大卫·洛克菲勒出生于1915年6月12日,他那一代共有六个兄弟姐妹,而他是其中最年幼的一个。他的父亲小约翰·洛克菲勒(John D. Rockefeller Jr.)是约翰·洛克菲勒膝下独子,将其一生都奉献给了慈善事业;他的母亲艾比·奥尔德里奇·洛克菲勒(Abby Aldrich Rockefeller)则是尼尔森·奥尔德里奇(Nelson Aldrich)的女儿,后者是来自罗德岛州的一名富有的参议员。


除了生于1908年的尼尔森以外,大卫·洛克菲勒的其他四个兄弟姐妹分别是:出生于1903年、在度过了私密不为人知的一生之后于1976年去世的艾比;出生于1906年的约翰·洛克菲勒三世(John D. Rockefeller III),他跟其父一样投身于慈善事业,直至1978年在一场车祸中丧生;出生于1910年的劳伦斯,他生前是一名环境学家,去世于2004年;以及1912年出生的温斯洛普,他曾当过阿肯色州州长,已于1973年逝世。


作为同代人中的幼子,大卫·洛克菲勒是在纽约西54街10号的一座宅邸中长大成人的,这座宅邸在当时是纽约市最大的私人住所,贴身男仆、客厅女仆、护士和家庭女仆随处可见。在每天晚上就餐时,他的父亲都会戴着黑色领结,母亲则总是穿着正式礼服。


夏日周末则总是在位于缅因州Seal Harbor的洛克菲勒“村舍”度过的,这个所谓的“村舍”共有107个房间,坐落于纽约州城市Tarrytown北部的洛克菲勒家族庄园(Kykuit),这个庄园经常都被比作封建时代的封地。正如大卫·洛克菲勒在2002年撰写的自传《回忆录》(Memoirs)中所写的那样:“到最后,家族积累起了周边的大约3400英亩土地,其中包含了Pocantico Hills的几乎所有小村庄,其中大多数居民都为家族工作,生活在我祖父拥有所有权的房子里。”


在那种田园风光的环境里,他培养出了着迷于研究昆虫的爱好,到后来这种爱好使其成为了全球最大的甲虫收藏家之一。


到大卫·洛克菲勒21岁的时候,约翰·洛克菲勒去世了。“他生前会讲很有趣的故事,还会唱小曲。”大卫·洛克菲勒在2002年时回忆道。“他会给我们10分硬币。”

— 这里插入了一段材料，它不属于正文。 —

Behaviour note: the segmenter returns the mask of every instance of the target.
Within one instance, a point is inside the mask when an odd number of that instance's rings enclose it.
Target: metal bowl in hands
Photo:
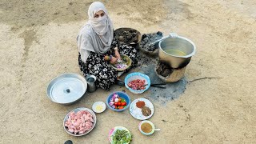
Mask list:
[[[77,114],[78,111],[82,111],[82,110],[87,111],[87,112],[89,112],[89,113],[91,114],[91,116],[92,116],[92,118],[93,118],[93,120],[94,120],[94,122],[92,122],[92,126],[90,127],[90,129],[89,130],[86,130],[86,131],[85,133],[83,133],[83,134],[74,134],[74,133],[70,132],[70,131],[68,130],[67,127],[65,126],[65,123],[66,123],[66,122],[68,120],[69,115],[70,114],[71,112],[74,112],[75,114]],[[95,125],[96,125],[96,115],[95,115],[95,114],[94,114],[91,110],[90,110],[90,109],[88,109],[88,108],[85,108],[85,107],[80,107],[80,108],[77,108],[77,109],[73,110],[72,111],[69,112],[69,113],[66,115],[66,117],[64,118],[64,120],[63,120],[63,127],[64,127],[65,131],[66,131],[66,132],[67,132],[69,134],[70,134],[70,135],[77,136],[77,137],[78,137],[78,136],[86,135],[86,134],[90,133],[90,132],[94,128]]]
[[[51,80],[47,87],[47,96],[54,102],[69,105],[80,100],[86,89],[87,82],[82,76],[67,73]]]
[[[132,28],[119,28],[115,30],[114,33],[118,45],[137,45],[142,40],[141,33]]]
[[[112,64],[110,63],[111,67],[118,71],[123,71],[128,69],[132,63],[132,60],[125,54],[120,54],[121,60],[118,60],[117,63]]]

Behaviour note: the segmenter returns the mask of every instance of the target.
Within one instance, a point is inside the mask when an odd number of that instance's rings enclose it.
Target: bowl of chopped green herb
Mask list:
[[[111,144],[129,144],[131,138],[130,131],[123,126],[115,126],[109,133],[109,141]]]

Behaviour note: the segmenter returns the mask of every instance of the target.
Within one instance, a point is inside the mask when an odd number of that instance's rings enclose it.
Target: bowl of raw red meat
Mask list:
[[[142,73],[130,73],[125,78],[125,86],[134,94],[142,94],[150,88],[150,79]]]
[[[90,109],[81,107],[69,112],[63,120],[64,130],[70,135],[82,136],[96,125],[96,115]]]

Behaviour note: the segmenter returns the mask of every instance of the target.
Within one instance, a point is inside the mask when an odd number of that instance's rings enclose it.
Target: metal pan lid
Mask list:
[[[87,89],[86,79],[77,74],[68,73],[54,78],[48,86],[48,98],[61,104],[70,104],[80,99]]]

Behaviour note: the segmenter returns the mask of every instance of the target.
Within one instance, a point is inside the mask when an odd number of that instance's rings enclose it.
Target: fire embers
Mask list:
[[[170,74],[172,73],[172,69],[169,66],[165,65],[162,62],[159,62],[156,71],[158,74],[160,74],[163,77],[167,77]]]
[[[142,42],[139,43],[139,46],[146,51],[154,51],[158,49],[157,46],[158,42],[154,45],[150,43],[161,39],[162,38],[162,33],[158,31],[157,33],[144,34],[142,38]]]

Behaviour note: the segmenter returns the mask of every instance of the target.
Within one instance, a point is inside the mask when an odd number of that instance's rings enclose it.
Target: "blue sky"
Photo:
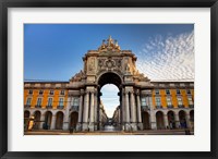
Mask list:
[[[193,24],[25,24],[24,78],[69,81],[109,35],[136,54],[138,71],[152,81],[194,80]]]

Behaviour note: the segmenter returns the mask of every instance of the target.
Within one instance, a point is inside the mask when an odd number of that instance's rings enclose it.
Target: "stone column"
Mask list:
[[[66,131],[69,130],[69,113],[70,113],[70,109],[71,109],[71,101],[72,101],[72,97],[68,97],[68,103],[65,107],[65,113],[64,113],[64,118],[63,118],[63,130]]]
[[[85,94],[84,112],[83,112],[83,131],[88,130],[88,109],[89,109],[89,91]]]
[[[178,112],[174,113],[174,122],[175,122],[175,127],[179,129],[181,125]]]
[[[130,106],[129,106],[129,93],[125,91],[125,131],[130,130]]]
[[[164,114],[164,121],[165,121],[165,129],[169,127],[167,114]]]
[[[82,131],[82,123],[83,123],[83,96],[84,96],[84,90],[81,89],[80,106],[78,106],[78,123],[76,124],[76,131]]]
[[[190,114],[189,114],[189,113],[186,113],[185,119],[186,119],[186,125],[187,125],[187,129],[191,129],[192,126],[191,126]]]
[[[147,98],[148,98],[148,105],[149,105],[149,108],[150,108],[150,127],[152,127],[152,130],[157,130],[156,113],[154,111],[152,96],[148,95]]]
[[[124,131],[125,127],[125,121],[126,121],[126,117],[125,117],[125,94],[124,90],[122,93],[122,130]]]
[[[52,115],[51,118],[51,127],[50,130],[56,130],[56,115]]]
[[[140,130],[143,130],[143,123],[142,123],[142,111],[141,111],[141,100],[140,100],[140,93],[136,93],[137,98],[137,126]]]
[[[98,94],[97,94],[97,89],[95,91],[95,96],[94,96],[94,107],[95,107],[95,131],[98,130]]]
[[[134,91],[131,91],[131,125],[132,125],[133,131],[137,131],[135,114],[136,114],[136,111],[135,111]]]
[[[43,121],[43,122],[40,122],[39,129],[43,130],[44,129],[44,123],[45,123],[45,114],[44,113],[41,113],[40,121]]]
[[[90,93],[90,117],[89,117],[89,131],[94,131],[94,91]]]

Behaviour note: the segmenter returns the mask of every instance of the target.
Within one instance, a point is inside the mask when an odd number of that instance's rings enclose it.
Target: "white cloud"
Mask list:
[[[177,37],[156,36],[136,54],[138,71],[152,81],[194,80],[194,32]]]

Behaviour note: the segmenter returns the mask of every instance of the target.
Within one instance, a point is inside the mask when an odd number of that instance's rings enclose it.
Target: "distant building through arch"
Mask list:
[[[120,131],[193,127],[194,83],[152,82],[136,60],[109,37],[85,53],[83,70],[69,82],[25,82],[25,120],[35,115],[36,129],[46,123],[49,130],[99,131],[107,122],[100,88],[114,84],[120,105],[113,121]]]

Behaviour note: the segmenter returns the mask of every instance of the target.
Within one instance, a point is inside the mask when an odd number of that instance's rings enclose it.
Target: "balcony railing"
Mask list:
[[[162,106],[156,106],[156,109],[162,109]]]
[[[40,105],[36,105],[35,108],[41,108],[41,106]]]
[[[194,105],[189,105],[190,108],[194,108]]]
[[[47,109],[52,109],[51,105],[46,106]]]
[[[178,105],[178,108],[184,108],[184,105]]]
[[[31,108],[31,105],[24,105],[24,108]]]
[[[149,106],[142,106],[142,110],[149,110]]]
[[[63,106],[58,106],[58,107],[57,107],[57,109],[63,109],[63,108],[64,108]]]
[[[78,111],[78,106],[71,106],[71,111]]]

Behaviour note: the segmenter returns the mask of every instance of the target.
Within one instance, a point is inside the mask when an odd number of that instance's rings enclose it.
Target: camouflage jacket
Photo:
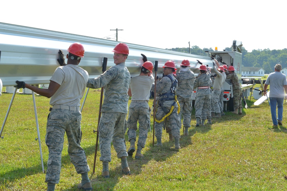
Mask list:
[[[129,72],[123,62],[110,67],[96,78],[89,79],[86,86],[94,89],[104,87],[102,112],[127,114],[130,82]]]
[[[193,89],[194,74],[190,70],[181,71],[174,76],[178,81],[177,95],[184,98],[191,96]]]
[[[236,73],[229,73],[226,75],[226,79],[230,79],[230,83],[233,86],[233,89],[241,89],[241,85],[239,83],[239,79]]]

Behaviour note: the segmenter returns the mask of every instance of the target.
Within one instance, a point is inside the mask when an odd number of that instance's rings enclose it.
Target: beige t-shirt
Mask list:
[[[50,105],[79,107],[88,78],[88,72],[77,65],[68,64],[57,68],[50,81],[61,86],[51,97]]]
[[[152,75],[138,75],[131,78],[129,86],[131,91],[131,100],[149,101],[150,89],[154,82],[154,78]]]

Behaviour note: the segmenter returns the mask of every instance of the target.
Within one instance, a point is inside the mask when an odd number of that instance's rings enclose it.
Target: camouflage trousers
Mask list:
[[[110,149],[112,141],[118,158],[128,156],[125,141],[125,133],[127,130],[126,116],[126,114],[119,112],[102,112],[99,124],[100,161],[112,161]]]
[[[68,140],[68,153],[78,174],[90,171],[84,150],[80,146],[82,116],[79,111],[52,110],[48,116],[45,140],[49,150],[45,182],[58,184],[65,132]]]
[[[166,108],[169,110],[170,110],[171,106],[164,105]],[[170,124],[171,129],[171,134],[174,138],[180,138],[180,132],[179,131],[179,117],[177,114],[177,107],[173,108],[172,113],[168,117],[168,120]],[[158,108],[156,114],[156,118],[158,120],[160,120],[166,115],[161,107],[159,106]],[[156,136],[161,137],[162,134],[162,128],[163,126],[164,121],[160,123],[158,123],[154,122],[155,132]]]
[[[177,101],[180,106],[180,111],[179,114],[179,128],[181,128],[182,116],[183,117],[183,126],[190,127],[190,122],[191,118],[191,112],[192,111],[192,104],[191,97],[184,98],[180,96],[177,96]]]
[[[220,89],[216,89],[212,91],[213,94],[212,96],[212,102],[211,102],[212,112],[214,112],[217,114],[220,114],[220,110],[219,104],[220,100],[220,97],[221,91]]]
[[[139,102],[139,101],[137,101]],[[150,127],[150,107],[147,101],[132,101],[129,109],[127,120],[127,135],[129,141],[131,139],[136,140],[136,130],[139,122],[139,139],[137,146],[144,148],[148,138],[148,132]]]
[[[224,110],[224,105],[223,104],[223,93],[224,92],[224,88],[223,86],[221,86],[220,89],[220,96],[219,96],[219,107],[220,108],[220,111],[223,112]]]
[[[206,119],[208,108],[210,104],[210,95],[197,94],[195,100],[195,118]]]
[[[240,89],[233,90],[233,106],[234,110],[242,108],[242,91]]]

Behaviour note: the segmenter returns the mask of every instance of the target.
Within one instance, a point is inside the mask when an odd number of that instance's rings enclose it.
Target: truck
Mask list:
[[[112,50],[120,42],[3,23],[0,23],[0,78],[3,86],[15,85],[17,80],[31,85],[49,84],[55,70],[60,66],[57,61],[59,49],[62,50],[64,55],[67,54],[67,49],[75,42],[82,44],[85,49],[84,57],[79,66],[88,72],[89,78],[95,78],[102,73],[104,57],[108,58],[107,68],[114,65]],[[241,45],[237,45],[236,41],[232,51],[210,51],[206,56],[121,42],[129,48],[125,64],[132,77],[140,73],[144,63],[141,54],[143,54],[153,63],[158,61],[157,73],[161,77],[163,73],[162,66],[168,60],[174,61],[179,68],[183,60],[188,59],[196,77],[199,75],[201,65],[198,61],[210,68],[212,73],[213,63],[210,56],[212,55],[220,58],[221,63],[234,66],[241,79],[242,54],[238,51]],[[246,97],[250,93],[250,87],[247,86],[244,84],[242,86]],[[229,110],[232,111],[233,102],[229,101],[233,97],[232,85],[227,80],[224,82],[224,90],[225,110],[227,110],[228,102]]]

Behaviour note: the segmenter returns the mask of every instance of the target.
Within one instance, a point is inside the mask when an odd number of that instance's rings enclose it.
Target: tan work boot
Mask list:
[[[234,109],[234,112],[231,112],[231,113],[232,114],[236,114],[236,115],[238,114],[238,109]]]
[[[162,147],[162,144],[161,142],[161,137],[156,137],[156,142],[157,143],[155,145],[156,146]]]
[[[222,116],[223,116],[224,115],[225,115],[225,114],[224,113],[224,112],[222,111],[220,112],[220,114]]]
[[[242,114],[242,110],[241,108],[239,108],[239,114]]]
[[[127,151],[127,154],[129,155],[129,156],[132,156],[133,153],[133,152],[135,150],[135,144],[134,143],[133,144],[131,145],[131,146],[129,147],[129,149]]]
[[[108,170],[104,171],[102,173],[102,176],[103,178],[110,178],[110,172]]]
[[[84,190],[93,190],[93,188],[92,188],[92,184],[90,182],[87,182],[83,185],[82,184],[82,183],[79,183],[78,184],[78,189],[80,190],[82,189]]]
[[[173,140],[173,136],[172,136],[172,134],[171,133],[169,133],[168,136],[169,138],[169,142],[172,142]]]
[[[187,136],[188,135],[189,128],[186,127],[184,128],[184,132],[183,132],[183,136]]]
[[[220,118],[221,117],[221,115],[220,114],[216,114],[215,116],[213,117],[215,118]]]
[[[131,171],[128,167],[125,167],[122,169],[122,172],[124,175],[131,175]]]
[[[196,124],[195,124],[195,127],[198,127],[199,126],[199,122],[200,120],[200,118],[196,118]]]
[[[211,119],[209,119],[207,120],[207,123],[209,124],[210,125],[211,124]]]
[[[178,150],[181,148],[180,146],[179,146],[179,138],[174,139],[174,141],[175,142],[174,147],[176,149]]]

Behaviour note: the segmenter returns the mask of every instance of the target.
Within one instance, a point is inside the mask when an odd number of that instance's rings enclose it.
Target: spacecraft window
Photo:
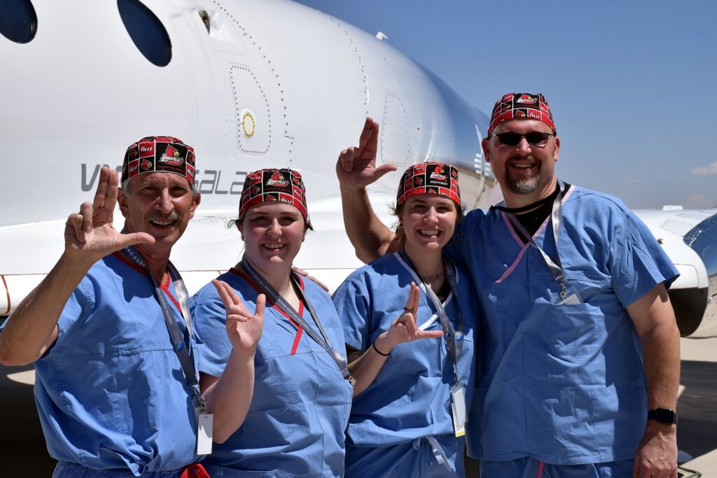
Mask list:
[[[37,15],[30,0],[0,0],[0,33],[16,43],[29,43],[37,32]]]
[[[158,67],[172,59],[172,44],[157,16],[138,0],[117,0],[122,22],[135,46],[144,57]]]

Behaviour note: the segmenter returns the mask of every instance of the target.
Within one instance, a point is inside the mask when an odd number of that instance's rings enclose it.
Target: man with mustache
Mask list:
[[[397,245],[365,191],[395,168],[376,167],[377,133],[367,119],[336,166],[364,261]],[[481,476],[676,478],[677,270],[622,201],[558,179],[542,95],[505,95],[482,146],[505,201],[468,213],[450,252],[483,312],[467,425]]]
[[[103,168],[94,201],[69,216],[60,260],[4,325],[0,361],[34,362],[53,477],[206,477],[191,464],[211,445],[209,414],[215,436],[238,427],[223,407],[250,400],[259,337],[227,316],[231,371],[201,396],[187,292],[169,261],[201,199],[194,150],[144,138],[127,149],[119,191],[117,176]]]

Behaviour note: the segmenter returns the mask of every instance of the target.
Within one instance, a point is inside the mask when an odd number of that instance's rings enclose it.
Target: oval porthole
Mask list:
[[[144,57],[158,67],[172,59],[172,44],[157,16],[138,0],[117,0],[122,23]]]
[[[37,32],[37,15],[29,0],[0,0],[0,33],[16,43],[29,43]]]

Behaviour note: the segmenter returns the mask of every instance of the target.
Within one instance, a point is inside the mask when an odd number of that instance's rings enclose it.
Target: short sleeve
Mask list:
[[[356,280],[346,279],[333,296],[336,313],[343,326],[346,344],[366,351],[369,348],[370,303],[365,287]]]
[[[219,377],[232,352],[232,344],[227,335],[227,310],[213,285],[191,297],[189,313],[202,343],[199,371]]]
[[[647,226],[632,212],[615,226],[610,244],[612,287],[627,307],[660,282],[669,287],[679,275]]]
[[[57,339],[39,360],[49,356],[58,348],[70,341],[72,330],[84,322],[95,309],[95,287],[92,280],[85,276],[67,299],[57,320]]]

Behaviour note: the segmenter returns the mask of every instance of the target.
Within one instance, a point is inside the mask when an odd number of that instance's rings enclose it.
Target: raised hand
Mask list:
[[[117,203],[117,171],[103,166],[92,203],[82,203],[80,212],[70,214],[65,226],[65,254],[92,262],[115,251],[136,244],[153,244],[146,232],[120,234],[112,225]]]
[[[250,313],[242,300],[229,284],[212,281],[227,309],[227,335],[234,349],[242,354],[254,354],[264,330],[264,307],[266,296],[260,294],[254,313]]]
[[[396,171],[393,164],[382,164],[376,168],[378,148],[379,123],[367,118],[358,138],[358,146],[347,148],[338,155],[336,176],[341,187],[361,189],[386,173]]]
[[[376,340],[381,350],[384,353],[390,352],[394,347],[403,342],[411,342],[422,338],[438,338],[443,336],[442,330],[422,330],[416,323],[418,315],[419,301],[421,297],[421,290],[414,282],[411,282],[411,292],[406,301],[404,313],[394,320],[391,327]]]

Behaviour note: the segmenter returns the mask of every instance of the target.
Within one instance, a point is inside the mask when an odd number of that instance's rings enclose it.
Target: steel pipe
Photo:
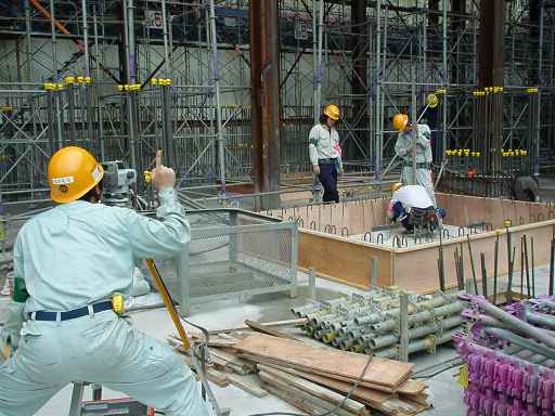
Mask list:
[[[486,328],[486,333],[495,338],[501,338],[507,342],[517,344],[518,347],[522,347],[527,350],[530,350],[538,354],[542,354],[546,358],[555,360],[555,350],[547,348],[545,346],[541,346],[539,343],[534,343],[534,342],[530,341],[529,339],[526,339],[516,334],[513,334],[512,332],[509,332],[507,329]]]
[[[474,303],[478,304],[478,307],[480,307],[489,315],[507,324],[509,327],[515,328],[519,333],[525,334],[542,343],[545,343],[545,346],[551,347],[552,349],[555,349],[555,338],[548,335],[545,330],[539,329],[524,321],[520,321],[518,317],[515,317],[502,309],[489,303],[483,298],[472,295],[461,295],[461,297],[470,298]]]

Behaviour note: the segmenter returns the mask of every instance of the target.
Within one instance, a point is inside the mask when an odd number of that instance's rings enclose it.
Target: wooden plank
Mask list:
[[[341,408],[351,412],[354,415],[365,416],[367,414],[366,406],[364,404],[359,403],[352,399],[345,400],[345,395],[325,387],[266,365],[259,365],[259,368],[260,372],[272,375],[278,379],[281,379],[283,382],[286,382],[287,385],[293,386],[299,390],[306,391],[311,395],[325,400],[326,402],[333,403],[335,405],[341,404]]]
[[[324,408],[320,408],[315,406],[313,403],[309,402],[306,399],[299,398],[299,396],[293,396],[288,392],[285,392],[284,390],[280,390],[279,388],[263,382],[262,388],[267,390],[272,395],[275,395],[276,398],[283,400],[285,403],[291,404],[294,407],[297,407],[299,411],[305,412],[307,415],[310,416],[319,416],[325,414]]]
[[[279,367],[279,366],[274,366],[273,364],[269,364],[267,366],[279,368],[282,372],[292,374],[297,377],[302,377],[307,380],[318,382],[319,385],[330,387],[334,390],[337,390],[337,391],[340,391],[344,393],[348,393],[349,391],[352,390],[353,384],[351,384],[351,382],[340,381],[340,380],[332,379],[330,377],[319,376],[315,374],[310,374],[310,373],[301,372],[301,370],[294,369],[294,368]],[[354,389],[352,391],[352,396],[356,399],[360,399],[360,400],[364,401],[365,403],[372,403],[373,405],[380,405],[382,403],[396,398],[396,394],[385,393],[382,391],[367,389],[364,387],[358,387],[357,389]]]
[[[399,394],[418,395],[426,390],[427,385],[421,380],[406,380],[397,389]]]
[[[272,327],[272,326],[301,326],[306,325],[308,320],[306,317],[299,317],[296,320],[285,320],[285,321],[275,321],[275,322],[259,322],[260,325]],[[228,328],[228,329],[212,329],[209,330],[208,334],[210,335],[218,335],[222,333],[233,333],[235,330],[245,330],[248,329],[248,326],[237,326],[235,328]]]
[[[210,356],[212,360],[214,358],[218,358],[223,361],[225,365],[230,366],[241,375],[254,374],[256,372],[256,366],[254,364],[221,349],[210,349]]]
[[[331,377],[340,376],[358,379],[369,356],[352,352],[331,350],[324,347],[310,347],[302,342],[270,337],[262,334],[250,335],[235,344],[237,351],[262,358],[276,359],[284,363],[328,373]],[[413,368],[412,364],[373,358],[367,366],[363,381],[396,388],[403,382]]]
[[[292,368],[292,369],[296,369],[298,372],[306,372],[306,373],[310,373],[310,374],[313,374],[317,376],[322,376],[325,378],[333,378],[335,380],[345,381],[345,382],[350,384],[351,386],[354,382],[354,380],[350,377],[344,377],[344,376],[339,376],[339,375],[330,375],[330,373],[326,373],[326,372],[321,372],[318,369],[310,369],[310,368],[306,368],[302,366],[295,366],[293,364],[284,363],[283,361],[262,359],[262,358],[259,358],[256,355],[247,355],[247,354],[245,354],[245,355],[242,354],[242,356],[245,356],[245,359],[251,360],[255,363],[259,363],[259,364],[263,364],[263,365],[271,365],[279,369]],[[373,384],[373,382],[369,382],[369,381],[360,381],[359,386],[361,386],[363,388],[367,388],[367,389],[382,391],[385,393],[395,393],[397,390],[397,387],[377,385],[377,384]]]
[[[225,376],[225,379],[233,386],[238,387],[241,390],[246,391],[257,398],[266,398],[268,392],[262,390],[260,387],[256,386],[254,382],[229,374]]]
[[[258,376],[260,377],[260,379],[262,381],[264,381],[266,384],[268,385],[272,385],[274,386],[275,388],[280,389],[280,390],[283,390],[287,393],[289,393],[291,395],[294,395],[296,398],[302,398],[302,399],[306,399],[309,403],[312,403],[321,408],[324,408],[325,411],[330,412],[330,411],[334,411],[334,415],[337,415],[337,416],[356,416],[353,413],[349,412],[349,411],[345,411],[343,408],[336,408],[337,405],[333,404],[333,403],[330,403],[325,400],[322,400],[315,395],[312,395],[306,391],[302,391],[294,386],[291,386],[275,377],[272,377],[271,375],[264,373],[264,372],[260,372],[258,374]]]
[[[318,382],[319,385],[326,386],[339,392],[348,393],[352,390],[351,382],[334,380],[323,376],[317,376],[310,373],[299,372],[291,368],[280,368],[282,372],[293,374],[295,376]],[[399,398],[397,394],[383,393],[376,390],[358,387],[352,391],[352,398],[365,403],[366,405],[390,415],[412,415],[429,406],[426,403],[426,398],[411,396],[411,400]]]
[[[260,323],[258,323],[256,321],[245,320],[245,324],[250,329],[256,330],[257,333],[260,333],[260,334],[271,335],[272,337],[278,337],[278,338],[293,339],[295,341],[297,340],[297,338],[295,338],[288,334],[284,334],[280,330],[266,327],[263,325],[260,325]]]
[[[192,370],[194,370],[193,363],[191,362],[191,356],[184,355],[183,361],[191,367]],[[228,387],[230,385],[227,376],[214,368],[206,369],[206,378],[208,378],[209,381],[214,382],[216,386],[221,388]]]

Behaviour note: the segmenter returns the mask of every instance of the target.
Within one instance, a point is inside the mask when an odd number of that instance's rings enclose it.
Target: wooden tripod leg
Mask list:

大卫·洛克菲勒秉持“地位高则责任重”的理念,而这种理念跟他在实验性的曼哈顿林肯学校(Lincoln School)的早期受教育经历是分不开的,这所学校是由美国慈善家约翰·杜威(John Dewey)创办的,并由洛克菲勒基金会(Rockefeller Foundation)提供资金支持,宗旨是接纳来自于不同社会背景的儿童入学。毕业以后,他进入哈佛大学深造,在1936年拿到了学士学位,随后在伦敦经济学院(London School of Economics)求学一年,这所学院是社会知识分子的温床。到1940年,他拿到了芝加哥大学的经济学博士学位。


有感于美国内外的“大萧条”(Great Depression)形势,他在自己的博士论文中写道,他“倾向于认同罗斯福新政(New Deal)的观点,也就是在其他条件相同的情况下,赤字融资在经济低迷时期是有助于经济复苏的”。他抱持这样一种经济观可以说是个重磅新闻,这是因为洛克菲勒家族是顽固的共和党人,以其激烈反对时任美国总统的富兰克林·罗斯福(Franklin D. Roosevelt)而闻名。


在拿到博士学位以后,大卫·洛克菲勒成为了时任纽约市市长的菲奥雷洛·亨利·拉瓜迪亚(Fiorello H. La Guardia)的秘书,后者是一位好斗的、自由派的共和党人士。他在1940年娶玛格丽特·麦格拉斯(Margaret McGrath)为妻,后者是他在七年前的一场舞会上认识的,当时他还是哈佛大学的新生,而她则是纽约市查宾学校(Chapin School)的学生。他的妻子是一位全心全意的自然资源保护论者,已于1996年去世,享年80岁。两人育有六名子女:小大卫、艾比、妮娃、玛格丽特、理查德和艾琳。


大卫·洛克菲勒在1942年入伍,进入美国陆军服役。他参加了军官培训学校,二战期间曾在北非和法国战场上服役。到1945年,他以上尉身份退役。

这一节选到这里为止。